Mom was a Level Five* Storm Pussy. With the threat of thunderstorms, we were forced to stay indoors. She held watch at the windows, television blaring, clinging to the latest updates. With the advent of weather radio, she monitored the static-encrusted drone of the invisible weatherman as he described ‘a line of severe thunderstorms’ a hundred miles away.
She would bemoan the fact that we didn’t have a basement for safe shelter. Pace and wring her hands, jumping with each flash of lightning, clap of thunder or ping of a hail stone. Massive amounts of energy spent on the endeavor of ‘worry’. Zero energy spent doing anything useful – such as locating flashlights in case of power failure or filling a jugs with water. Since our water was supplied via electric well pump, we couldn’t even flush the toilet without electricity. That might have been helpful.
She had no plan to respond to an actual, honest-to-fucking-god tornado**. Listen, watch, pace, wring, bemoan. Repeat as necessary.
Growing up with this, i acquired storm anxiety. It stayed with me until i took my first Probability and Statistics course. Maybe it was an example tossed out by an instructor, or just conversations with my very rational husband, but i realized it was extremely unlikely that i’d ever suffer ill effects due to weather.
In “Freakonomics”, the authors take a run at this phenomena. Even though we are FAR more likely to die of heart disease, cancer, stroke, and auto accidents, humans are irrationally worried about “death by windstorm”. The authors discuss our natural propensity to be less afraid of things we control. You are more likely to die in a car than an airplane***, but we fear flying because we’re not in control.
Fast forward a few decades. Mom still has storm anxiety – as do all of my siblings****. i have learned to place myself into a “mental bunker” and not respond when they start yammering about scary weather, and death from the skies.
Unfortunately, i still haven’t learned to do this on facebook.
With the first storm of the season upon us, i saw a dozen postings regarding weather. Not limited to just theater people, or high school friends who grew up with me, there was no single representative demographic. Unable to restrain myself, i went to several of these threads and posted the following:
over your lifetime, the odds of dying of heart disease are 1:5, cancer 1:7, stroke 1:23, auto accident 1:100… tornado? 1:60,000
math. trust it. oh, and we probably need to rethink the bacon… damn it.
Not surprisingly, this was completely ignored. What? Facts and figures? It seemed to be a buzzkill, as several active commentary threads shut down after i hoarked up data.
It finally occurred to me that there’s more to this baseless fear. Being scared is fun – that’s what gets our asses on roller coasters, our butts in theaters for zombie flicks and why humans jump out of perfectly good airplanes for sport. When you’re afraid? You KNOW you’re alive…
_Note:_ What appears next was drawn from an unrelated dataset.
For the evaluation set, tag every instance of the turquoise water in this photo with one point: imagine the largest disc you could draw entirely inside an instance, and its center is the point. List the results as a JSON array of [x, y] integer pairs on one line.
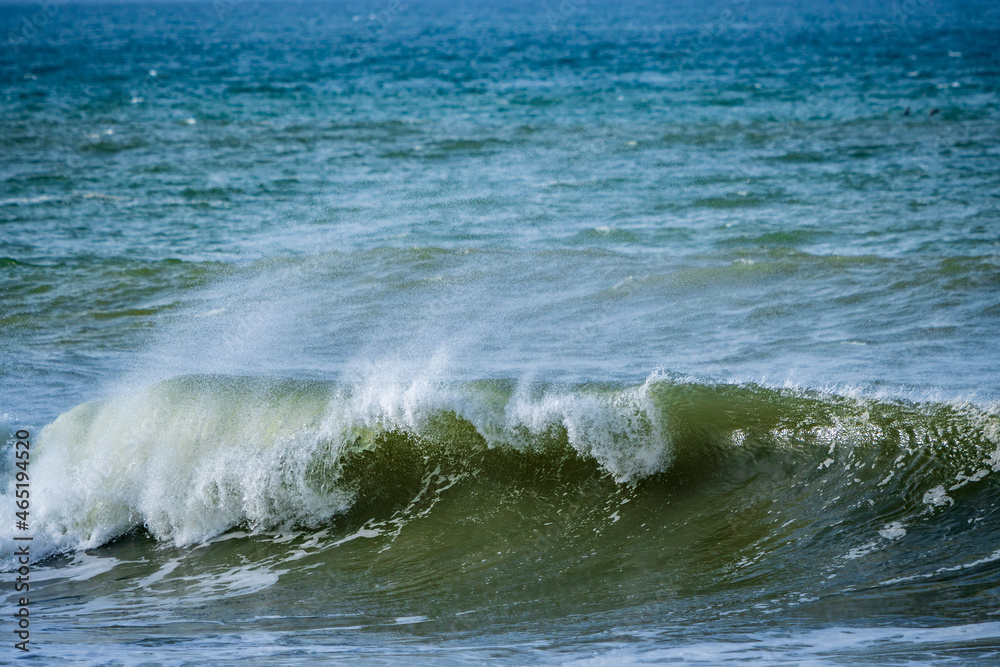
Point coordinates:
[[532, 333]]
Who am i to deny people the chance to feel a rush of blood coursing through their veins? The thrill of staring down death – and surviving to fear another day?
i give up. Back to trying to teach my fucking dog to sing…
* That is an SP-5 on the “Sucks at Math” scale.
** It was her youngest child who eventually came up with a “tornado safety plan”. Based on the annual “Spring Tornado Preparedness” drills at my elementary school, i wrote it all down – when I was about 10 years old. “Open windows. Grab blankets from bedrooms. Close doors to bedrooms and bathroom. Shelter in hallway.” She didn’t seem that interested in the plan – told me that what we really needed was a basement.
*** They do their math by “deaths per mile traveled over a lifetime”. The risks are fairly even… Smarter statistics. That’s why they are two very rich men (i hope).
**** Florida sister has weathered several hurricanes. Her ‘disaster preparedness’ methods are pretty solid by now. “Go to liquor store. Put up storm shutters. Drink. Repeat as necessary.”